Some people, in fact,
theorize that the decline in serious illnesses may be a factor in the
increase in allergic asthma. That is, they speculate, an under-utilized
immune system may overreact to lesser threats or irritants,
inappropriately producing antibody molecules that result in a release of
histamine and other inflammatory substances in the lungs. Other
researchers implicate the increased time youngsters spend indoors - and
their resulting exposure to the carpeting and other allergen-catchers that
people in developed nations surround themselves with.
There are other
theories as well. What is known more clearly is that dust mites (which are
living creatures that produce droppings that contain a highly allergenic
protein), cockroaches, molds, pollens and domesticated animals produce
some of the substances, called allergens, known to trigger asthma attacks.

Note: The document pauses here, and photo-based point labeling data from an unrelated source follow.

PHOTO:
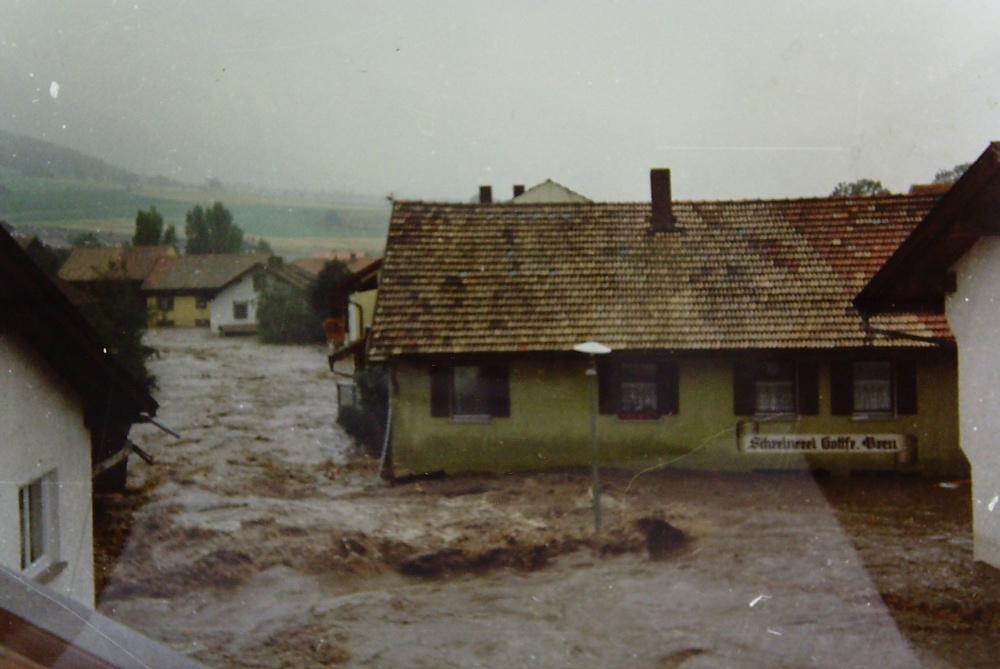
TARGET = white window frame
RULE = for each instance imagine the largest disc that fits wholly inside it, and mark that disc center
(469, 393)
(639, 388)
(38, 511)
(774, 392)
(870, 384)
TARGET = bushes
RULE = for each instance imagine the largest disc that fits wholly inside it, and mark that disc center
(284, 316)
(365, 423)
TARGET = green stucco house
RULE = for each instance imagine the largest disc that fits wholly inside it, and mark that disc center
(734, 342)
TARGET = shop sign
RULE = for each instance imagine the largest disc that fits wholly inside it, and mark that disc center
(824, 443)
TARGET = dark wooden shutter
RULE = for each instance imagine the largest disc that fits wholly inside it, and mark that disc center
(906, 387)
(498, 386)
(440, 391)
(608, 386)
(807, 387)
(841, 388)
(667, 390)
(744, 377)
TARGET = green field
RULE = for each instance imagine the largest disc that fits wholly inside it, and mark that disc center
(293, 226)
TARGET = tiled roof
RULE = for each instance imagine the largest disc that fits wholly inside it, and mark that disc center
(915, 277)
(133, 263)
(735, 275)
(208, 272)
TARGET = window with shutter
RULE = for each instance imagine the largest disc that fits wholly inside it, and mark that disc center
(469, 392)
(873, 388)
(776, 387)
(638, 389)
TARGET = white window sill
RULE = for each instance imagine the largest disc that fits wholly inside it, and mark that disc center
(45, 571)
(471, 419)
(863, 417)
(776, 417)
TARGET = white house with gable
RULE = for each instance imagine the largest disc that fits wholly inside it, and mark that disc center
(951, 264)
(66, 406)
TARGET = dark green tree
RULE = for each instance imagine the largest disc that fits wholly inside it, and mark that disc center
(148, 228)
(196, 232)
(170, 236)
(323, 296)
(861, 187)
(45, 256)
(952, 175)
(226, 236)
(260, 245)
(284, 316)
(212, 231)
(119, 316)
(85, 239)
(366, 421)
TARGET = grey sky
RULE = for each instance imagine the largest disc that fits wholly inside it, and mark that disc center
(431, 99)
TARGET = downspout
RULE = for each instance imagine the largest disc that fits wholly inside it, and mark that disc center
(899, 334)
(387, 439)
(361, 316)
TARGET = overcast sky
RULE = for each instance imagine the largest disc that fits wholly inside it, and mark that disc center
(431, 99)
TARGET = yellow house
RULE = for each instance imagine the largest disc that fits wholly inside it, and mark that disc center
(733, 341)
(213, 290)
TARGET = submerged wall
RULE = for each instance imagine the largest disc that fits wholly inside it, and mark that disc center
(549, 424)
(973, 312)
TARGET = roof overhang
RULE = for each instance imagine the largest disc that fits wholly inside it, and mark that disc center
(916, 278)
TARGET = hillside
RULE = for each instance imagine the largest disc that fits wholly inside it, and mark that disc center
(46, 186)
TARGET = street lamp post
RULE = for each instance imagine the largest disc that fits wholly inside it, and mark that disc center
(593, 349)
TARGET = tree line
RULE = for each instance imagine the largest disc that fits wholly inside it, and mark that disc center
(206, 230)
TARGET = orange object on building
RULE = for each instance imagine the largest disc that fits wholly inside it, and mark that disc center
(334, 330)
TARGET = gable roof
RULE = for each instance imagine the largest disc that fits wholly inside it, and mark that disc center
(915, 277)
(202, 272)
(461, 278)
(548, 191)
(33, 306)
(131, 263)
(50, 629)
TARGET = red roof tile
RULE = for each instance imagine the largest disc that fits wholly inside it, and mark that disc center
(463, 278)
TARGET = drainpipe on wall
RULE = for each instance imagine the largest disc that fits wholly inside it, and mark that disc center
(899, 334)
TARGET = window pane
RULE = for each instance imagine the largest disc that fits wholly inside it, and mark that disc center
(470, 396)
(775, 388)
(873, 386)
(638, 387)
(32, 508)
(775, 397)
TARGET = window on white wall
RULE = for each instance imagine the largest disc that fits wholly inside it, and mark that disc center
(37, 505)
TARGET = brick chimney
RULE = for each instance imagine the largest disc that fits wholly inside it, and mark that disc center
(663, 214)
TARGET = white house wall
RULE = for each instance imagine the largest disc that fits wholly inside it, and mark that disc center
(974, 316)
(42, 430)
(221, 306)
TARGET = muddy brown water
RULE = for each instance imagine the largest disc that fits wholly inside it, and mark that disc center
(259, 539)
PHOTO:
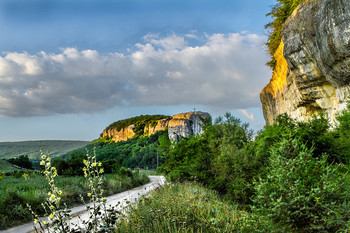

A study is now underway to determine the roles of other key environmental
agents in asthma, both in bringing on respiratory crisis and initiating
the illness in the first place. The research is being supported jointly by
scientists at the National Institute of Environmental Health Sciences and
the National Institute of Allergy and Infectious Diseases, two of the
National Institutes of Health.
MANAGING THE
ILLNESS
Reducing allergens -
getting rid of the cat, and removing the teddy bears, rugs, curtains and
lampshades in an asthmatic child's bedroom - can, along with medication,
control most asthma. So NIEHS and NIAID have co-funded an effort to help
asthma patients called TEAM, or Targeting the Environment and/for Asthma
Management. Through grants, TEAM will support researchers at seven
university research centers and one university data center. Their goal is
to design and evaluate asthma intervention strategies for underserved,
inner-city children, 4 to 12 years old.
The TEAM protocol
includes asthma-related medical treatment delivered in a health care
facility. A physicians' educational component provides state-of-the-art
education and training for primary care physicians in the medical
management of asthma.
Case management of
asthmatics and their families is provided by the asthma case managers -
registered nurses with specialized training in social work. The TEAM
intervention component monitors and improves the asthma patients' indoor
environment, cleaning up patient residences to reduce asthma episodes.
PREVENTION:
NIPPING ASTHMA IN THE BUD
NIEHS scientists will
find out if reducing dust mite and cockroach allergen levels in homes can
prevent sensitization to these allergens and thus prevent asthma from
developing.
"The hope is," as
Newsweek reported in a cover story May 26, 1997, "that if kids encounter
fewer allergens early in life, they'll be less likely to develop allergic
responses.
"Next year the
National Institute of Environmental Health Sciences will launch an
elaborate, eight-year study to see if that strategy works. In the first
phase, researchers will study 120 households to determine the best ways to
reduce allergen levels. They'll cover mattresses, steam carpets, trap
roaches and apply tannic acid* to any suspect surface.
"And once they perfect
their technique, they'll enroll 500 high-risk newborns in a trial to gauge
the effects. Half of the babies will be raised in allergen-free zones
while the other half will serve as controls, and the scientists will track
the kids' asthma rates.
"'Will we be able to
reduce the prevalence of asthma in the community?' asks Dr. Darryl Zeldin,
the NIEHS official overseeing the project. 'We don't know. Even with our
best reducing agents, we may not be able to get the allergen levels low
enough that kids aren't sensitized.'"
Keep in touch with your GP
Asthma is a long-term condition that needs to be treated on an
individual basis. Just like visiting the dentist or the optician, it's
important that your child has regular review appointments with your doctor
or practice nurse to monitor both their asthma symptoms, the treatment
they are taking and any side effects. You should visit your GP every six
months, or more regularly if your child has just been diagnosed with
asthma.
Your doctor or practice nurse will discuss with you how your child can
get the best out of your asthma treatment. They will be able to give you a
personal asthma plan which helps you to keep track of what medication your
child needs to take and what to do in an emergency.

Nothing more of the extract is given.